Setelah halaman terbuka, pengguna diwajibkan menginput Nomor Induk Kependudukan (NIK) yang tertera pada KTP. Kemudian, masukkan kode captcha yang tampil di layar dan tekan tombol "CARI DATA" untuk memproses informasi status penerimaan.
Rincian Nominal Bantuan Tahap Kedua 2026
Besaran dana yang diterima oleh peserta PKH bervariasi tergantung pada kategori anggota keluarga dalam satu tahap atau tiga bulan.
| Kategori Penerima | Nominal per Tahap (3 Bulan) |
|---|---|
| Ibu Hamil / Nifas | Rp750.000 |
| Anak Usia Dini (0-6 Tahun) | Rp750.000 |
| Siswa SD | Rp225.000 |
| Siswa SMP | Rp375.000 |
| Siswa SMA | Rp500.000 |
| Lansia | Rp600.000 |
| Disabilitas Berat | Rp600.000 |
| Korban Pelanggaran HAM Berat | Rp2.700.000 |
Berbeda dengan PKH yang memiliki kategori beragam, bantuan BPNT disalurkan dengan nilai seragam. Setiap keluarga penerima manfaat berhak mendapatkan dana sebesar Rp600.000 untuk setiap tahap pencairan.
Jadwal Lengkap Pencairan Bansos Tahun 2026
Distribusi bantuan sosial dalam setahun dibagi ke dalam empat jendela waktu utama. Tahap pertama dimulai pada Januari hingga Maret, disusul tahap kedua yang sedang berlangsung pada April sampai Juni 2026.

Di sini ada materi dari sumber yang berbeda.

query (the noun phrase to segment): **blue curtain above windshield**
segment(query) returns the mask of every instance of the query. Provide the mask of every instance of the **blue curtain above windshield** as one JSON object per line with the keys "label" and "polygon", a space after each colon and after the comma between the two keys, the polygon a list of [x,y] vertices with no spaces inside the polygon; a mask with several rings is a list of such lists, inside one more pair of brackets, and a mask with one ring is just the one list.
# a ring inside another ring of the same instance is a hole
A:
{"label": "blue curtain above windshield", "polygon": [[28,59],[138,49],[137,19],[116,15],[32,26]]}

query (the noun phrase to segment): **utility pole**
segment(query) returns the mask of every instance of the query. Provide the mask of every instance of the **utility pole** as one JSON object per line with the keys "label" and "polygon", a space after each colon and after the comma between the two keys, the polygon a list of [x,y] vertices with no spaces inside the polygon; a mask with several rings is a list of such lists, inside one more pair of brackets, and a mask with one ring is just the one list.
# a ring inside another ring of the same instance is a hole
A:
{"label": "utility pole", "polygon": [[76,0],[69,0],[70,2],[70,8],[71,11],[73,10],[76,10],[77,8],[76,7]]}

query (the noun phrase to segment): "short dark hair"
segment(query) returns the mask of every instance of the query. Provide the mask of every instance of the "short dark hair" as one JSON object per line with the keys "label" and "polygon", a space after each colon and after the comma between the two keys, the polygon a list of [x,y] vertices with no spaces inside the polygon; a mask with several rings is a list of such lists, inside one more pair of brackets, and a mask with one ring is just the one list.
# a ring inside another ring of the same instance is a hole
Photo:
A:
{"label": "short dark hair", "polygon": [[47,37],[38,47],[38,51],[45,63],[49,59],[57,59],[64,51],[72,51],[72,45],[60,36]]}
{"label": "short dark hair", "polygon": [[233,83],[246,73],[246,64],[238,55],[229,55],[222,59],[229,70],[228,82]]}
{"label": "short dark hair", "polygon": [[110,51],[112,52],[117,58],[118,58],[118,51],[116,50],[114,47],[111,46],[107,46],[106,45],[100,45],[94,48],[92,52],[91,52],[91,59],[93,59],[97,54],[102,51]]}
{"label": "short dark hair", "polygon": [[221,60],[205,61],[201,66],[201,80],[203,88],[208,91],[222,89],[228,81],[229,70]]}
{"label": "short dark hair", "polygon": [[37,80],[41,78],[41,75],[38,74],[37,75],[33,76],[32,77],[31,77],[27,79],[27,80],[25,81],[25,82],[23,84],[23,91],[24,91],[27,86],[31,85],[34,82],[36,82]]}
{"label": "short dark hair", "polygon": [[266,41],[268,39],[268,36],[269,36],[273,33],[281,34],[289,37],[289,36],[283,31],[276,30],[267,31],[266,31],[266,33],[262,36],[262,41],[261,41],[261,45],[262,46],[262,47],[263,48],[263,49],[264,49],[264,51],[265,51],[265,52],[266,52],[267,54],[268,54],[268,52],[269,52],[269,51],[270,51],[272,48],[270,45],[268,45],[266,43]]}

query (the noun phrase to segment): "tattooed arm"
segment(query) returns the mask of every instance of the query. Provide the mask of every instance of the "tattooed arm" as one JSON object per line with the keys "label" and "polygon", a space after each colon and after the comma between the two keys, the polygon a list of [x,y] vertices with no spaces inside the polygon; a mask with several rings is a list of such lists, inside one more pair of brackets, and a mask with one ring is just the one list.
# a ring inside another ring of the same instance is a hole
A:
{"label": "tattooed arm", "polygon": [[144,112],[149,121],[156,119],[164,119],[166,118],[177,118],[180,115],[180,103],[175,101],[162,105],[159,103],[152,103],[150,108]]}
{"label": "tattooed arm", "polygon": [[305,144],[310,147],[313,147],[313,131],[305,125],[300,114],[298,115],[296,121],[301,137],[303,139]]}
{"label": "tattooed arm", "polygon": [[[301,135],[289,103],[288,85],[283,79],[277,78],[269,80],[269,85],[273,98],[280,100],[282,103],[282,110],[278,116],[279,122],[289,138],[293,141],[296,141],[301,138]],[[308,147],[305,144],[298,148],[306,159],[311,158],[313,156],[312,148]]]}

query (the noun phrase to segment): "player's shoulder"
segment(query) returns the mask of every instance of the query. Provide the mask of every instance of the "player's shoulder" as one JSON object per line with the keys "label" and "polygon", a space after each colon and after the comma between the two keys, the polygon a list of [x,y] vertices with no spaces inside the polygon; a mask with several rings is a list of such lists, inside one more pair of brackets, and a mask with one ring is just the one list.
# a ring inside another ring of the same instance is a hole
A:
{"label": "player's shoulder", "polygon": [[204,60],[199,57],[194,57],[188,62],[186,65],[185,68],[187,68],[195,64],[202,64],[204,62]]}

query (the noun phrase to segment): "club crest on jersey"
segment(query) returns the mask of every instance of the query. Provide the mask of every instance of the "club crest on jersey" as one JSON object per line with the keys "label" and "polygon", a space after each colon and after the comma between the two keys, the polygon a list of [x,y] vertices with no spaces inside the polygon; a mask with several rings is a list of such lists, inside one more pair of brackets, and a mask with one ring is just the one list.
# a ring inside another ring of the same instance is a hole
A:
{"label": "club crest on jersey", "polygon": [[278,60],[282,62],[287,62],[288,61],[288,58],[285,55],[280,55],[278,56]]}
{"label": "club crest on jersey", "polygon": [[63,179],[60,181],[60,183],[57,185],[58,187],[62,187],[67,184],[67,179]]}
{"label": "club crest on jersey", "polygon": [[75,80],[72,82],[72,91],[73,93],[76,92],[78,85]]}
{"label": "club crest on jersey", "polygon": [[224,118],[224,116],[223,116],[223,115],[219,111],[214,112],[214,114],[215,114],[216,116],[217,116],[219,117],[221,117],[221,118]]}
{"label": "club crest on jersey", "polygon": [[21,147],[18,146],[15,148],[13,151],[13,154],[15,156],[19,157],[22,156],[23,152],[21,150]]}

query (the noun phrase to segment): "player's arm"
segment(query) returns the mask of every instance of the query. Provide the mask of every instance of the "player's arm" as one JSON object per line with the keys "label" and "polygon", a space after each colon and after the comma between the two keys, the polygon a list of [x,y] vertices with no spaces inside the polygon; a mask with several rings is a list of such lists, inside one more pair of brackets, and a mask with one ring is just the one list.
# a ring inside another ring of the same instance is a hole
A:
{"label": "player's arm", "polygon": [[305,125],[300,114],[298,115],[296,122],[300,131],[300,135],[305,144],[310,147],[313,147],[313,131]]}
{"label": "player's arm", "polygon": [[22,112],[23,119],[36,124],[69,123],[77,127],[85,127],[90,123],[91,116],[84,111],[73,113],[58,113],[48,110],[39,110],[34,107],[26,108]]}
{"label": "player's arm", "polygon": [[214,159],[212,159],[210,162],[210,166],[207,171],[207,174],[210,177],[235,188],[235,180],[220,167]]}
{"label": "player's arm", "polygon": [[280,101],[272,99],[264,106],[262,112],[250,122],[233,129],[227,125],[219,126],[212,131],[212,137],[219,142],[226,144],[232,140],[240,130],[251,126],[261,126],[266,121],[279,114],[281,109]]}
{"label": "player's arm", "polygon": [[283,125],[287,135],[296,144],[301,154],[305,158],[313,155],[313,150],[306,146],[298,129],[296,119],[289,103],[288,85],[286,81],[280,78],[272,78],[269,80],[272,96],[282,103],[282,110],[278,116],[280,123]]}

Selanjutnya, penyaluran tahap ketiga diagendakan pada Juli hingga September, dan ditutup dengan tahap keempat pada Oktober hingga Desember. Proses distribusi dilakukan secara bertahap pada setiap periodenya di seluruh wilayah Indonesia.
Penerima manfaat diharapkan melakukan pengecekan data secara rutin guna memastikan bantuan terserap tepat waktu. Akses daring memudahkan masyarakat mendapatkan informasi pencairan tanpa harus mendatangi kantor dinas terkait secara langsung.